Dans le cas de la mer Rouge, il y a à la fois une régionalisation et une internationalisation de la conflictualité. Une régionalisation, parce qu’il y a une connexion explicite avec la guerre à Gaza qui est faite par les houthistes, lesquels, en s’inscrivant dans l’axe de la "moukawama" (la "résistance à Israël"), regroupant les "proxys" iraniens dans la région, entendent manifester leur solidarité avec la cause palestinienne en général, et le Hamas en particulier. Y compris en pratiquant des détournements de navires, ce qui ne relève rien moins que d’une forme de piratage, comme dans le cas du Galaxy Leader, détourné le 19 novembre dernier avec ses 25 hommes d’équipage vers le port de Hodeïda. Si on était en présence d’un Etat classique et non d’un "Etat failli" comme le Yémen, cela pourrait constituer un casus belli. C’est aussi ce qui permet de graduer la réplique pour éviter une montée aux extrêmes. Mais il y a aussi une internationalisation de fait en raison de l’impact évoqué sur l’économie mondiale de cette configuration conflictuelle régionale, ce qui n’est pas toujours le cas.

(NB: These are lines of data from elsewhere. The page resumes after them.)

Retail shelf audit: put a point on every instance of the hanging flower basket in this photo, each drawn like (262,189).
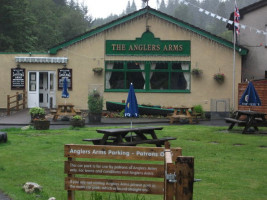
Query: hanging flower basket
(219,77)
(196,72)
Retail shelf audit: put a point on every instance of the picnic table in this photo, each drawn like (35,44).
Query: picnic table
(180,113)
(247,119)
(129,137)
(66,109)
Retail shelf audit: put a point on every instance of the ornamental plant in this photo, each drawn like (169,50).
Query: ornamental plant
(219,77)
(37,113)
(196,71)
(95,102)
(77,118)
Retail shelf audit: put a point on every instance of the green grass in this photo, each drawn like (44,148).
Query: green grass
(231,165)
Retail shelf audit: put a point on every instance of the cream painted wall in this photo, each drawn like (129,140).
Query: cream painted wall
(89,53)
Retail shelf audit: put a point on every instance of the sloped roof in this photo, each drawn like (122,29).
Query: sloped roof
(148,10)
(243,11)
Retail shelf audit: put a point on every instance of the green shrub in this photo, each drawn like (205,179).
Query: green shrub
(95,102)
(198,109)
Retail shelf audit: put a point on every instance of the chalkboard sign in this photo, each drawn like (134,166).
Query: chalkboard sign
(17,79)
(64,73)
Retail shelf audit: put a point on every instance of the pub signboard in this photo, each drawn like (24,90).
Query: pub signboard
(17,79)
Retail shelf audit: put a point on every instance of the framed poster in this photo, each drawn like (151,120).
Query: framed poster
(17,79)
(64,73)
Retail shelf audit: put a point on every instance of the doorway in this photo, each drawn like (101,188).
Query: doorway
(41,89)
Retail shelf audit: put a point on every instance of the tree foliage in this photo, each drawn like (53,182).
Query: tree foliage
(36,25)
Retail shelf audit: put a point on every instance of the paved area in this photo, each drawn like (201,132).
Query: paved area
(22,118)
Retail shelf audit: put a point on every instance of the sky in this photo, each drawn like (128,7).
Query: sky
(104,8)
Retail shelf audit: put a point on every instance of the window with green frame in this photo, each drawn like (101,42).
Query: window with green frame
(149,76)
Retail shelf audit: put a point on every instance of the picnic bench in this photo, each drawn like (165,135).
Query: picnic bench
(181,113)
(66,109)
(129,137)
(247,119)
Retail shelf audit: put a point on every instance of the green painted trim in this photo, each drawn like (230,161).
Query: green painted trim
(148,45)
(27,53)
(240,50)
(147,71)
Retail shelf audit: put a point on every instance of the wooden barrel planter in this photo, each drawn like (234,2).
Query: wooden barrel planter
(3,137)
(41,125)
(77,123)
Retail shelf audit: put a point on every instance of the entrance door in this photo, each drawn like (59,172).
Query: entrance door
(33,89)
(41,89)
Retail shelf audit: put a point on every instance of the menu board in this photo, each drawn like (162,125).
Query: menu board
(64,73)
(17,79)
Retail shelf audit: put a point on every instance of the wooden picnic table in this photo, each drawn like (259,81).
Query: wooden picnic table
(181,113)
(66,109)
(247,119)
(129,137)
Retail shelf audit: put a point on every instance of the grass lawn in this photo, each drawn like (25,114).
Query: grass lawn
(231,165)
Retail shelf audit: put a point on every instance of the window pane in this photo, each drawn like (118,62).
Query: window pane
(178,81)
(116,80)
(159,80)
(136,78)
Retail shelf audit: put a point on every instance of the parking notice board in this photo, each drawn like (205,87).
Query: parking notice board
(121,168)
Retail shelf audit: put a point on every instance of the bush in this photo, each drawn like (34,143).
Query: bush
(95,102)
(37,113)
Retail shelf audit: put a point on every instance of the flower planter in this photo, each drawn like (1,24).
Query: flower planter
(77,123)
(94,118)
(41,125)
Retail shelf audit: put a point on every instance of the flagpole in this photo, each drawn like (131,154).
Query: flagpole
(233,92)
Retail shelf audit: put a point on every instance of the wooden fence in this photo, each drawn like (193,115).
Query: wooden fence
(16,102)
(178,176)
(261,88)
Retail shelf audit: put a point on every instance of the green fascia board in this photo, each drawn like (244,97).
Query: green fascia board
(240,50)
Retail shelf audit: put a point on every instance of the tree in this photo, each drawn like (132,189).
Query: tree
(16,24)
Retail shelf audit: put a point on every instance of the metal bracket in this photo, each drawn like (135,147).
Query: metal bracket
(171,178)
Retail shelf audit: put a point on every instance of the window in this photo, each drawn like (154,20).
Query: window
(148,76)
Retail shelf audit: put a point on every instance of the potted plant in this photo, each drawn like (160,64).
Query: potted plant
(37,113)
(219,77)
(38,118)
(196,72)
(77,121)
(95,106)
(97,70)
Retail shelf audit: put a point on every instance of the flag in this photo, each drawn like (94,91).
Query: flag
(236,19)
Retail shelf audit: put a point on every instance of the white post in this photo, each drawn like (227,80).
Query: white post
(233,97)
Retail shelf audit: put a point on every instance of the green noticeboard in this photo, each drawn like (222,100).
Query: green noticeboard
(148,45)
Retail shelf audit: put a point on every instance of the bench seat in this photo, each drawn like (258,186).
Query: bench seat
(159,141)
(232,120)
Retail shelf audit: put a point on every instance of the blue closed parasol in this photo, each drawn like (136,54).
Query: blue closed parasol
(65,93)
(131,107)
(250,97)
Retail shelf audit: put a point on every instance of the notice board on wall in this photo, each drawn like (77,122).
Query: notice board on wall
(64,73)
(17,79)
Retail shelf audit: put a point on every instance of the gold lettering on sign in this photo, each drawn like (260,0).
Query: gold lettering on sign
(171,47)
(118,47)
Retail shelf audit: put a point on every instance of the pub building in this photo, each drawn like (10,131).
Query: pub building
(152,50)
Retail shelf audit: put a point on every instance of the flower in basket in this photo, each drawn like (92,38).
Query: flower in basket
(219,77)
(196,71)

Les rebelles houthistes du Yémen font donc partie de "l’axe de résistance" mené par Téhéran contre Israël et les Etats-Unis. Les Iraniens peuvent-ils aller plus loin dans leur soutien aux houthistes, notamment en lançant des attaques maritimes ?

Les Iraniens n’ont pas une marine en mesure de se confronter directement à l’US Navy en mer Rouge, mais ils ont une capacité de nuisance et de perturbation des flux maritimes et, donc, indirectement, d’avoir un impact sur l’économie mondiale. On est dans une logique de guerre hybride. Ils disposaient en mer Rouge d’un navire espion, le Saviz, qui avait été durablement endommagé en avril 2021 par une opération non revendiquée. Le Behshad a pris la relève en août 2021, qui transfère probablement des renseignements utiles aux houthistes pour l’identification des navires transitant en mer Rouge. C’est ce que pointent les Américains quand ils déclarent le 22 décembre dernier que "le soutien iranien aux houthistes est solide et se traduit en livraisons d’équipements militaires sophistiqués, en transmission de renseignements, en aide financière et en formation, [même] si Téhéran délègue les décisions opérationnelles aux houthistes". Toute la difficulté pour des forces régulières réside dans la gestion du caractère hybride de la conflictualité à l’œuvre, parce qu’il y a un risque escalatoire, alors même qu’on est dans une logique d’évitement d’un affrontement direct. C’est la force du faible et la faiblesse du fort des acteurs de la guerre hybride. Mais, en attendant, la capacité de nuisance, elle, est avérée. Téhéran se trouve sur la ligne de crête, qui consiste à ne pas dépasser des lignes rouges afin d’éviter un dérapage incontrôlé et un engrenage incontrôlable. Ce n’est pas encore le cas pour l’instant. Mais il y a une multiplication cumulative d’éléments qui favorisent cette logique d’escalade. Même si elle n’est souhaitée officiellement par aucun des acteurs en présence.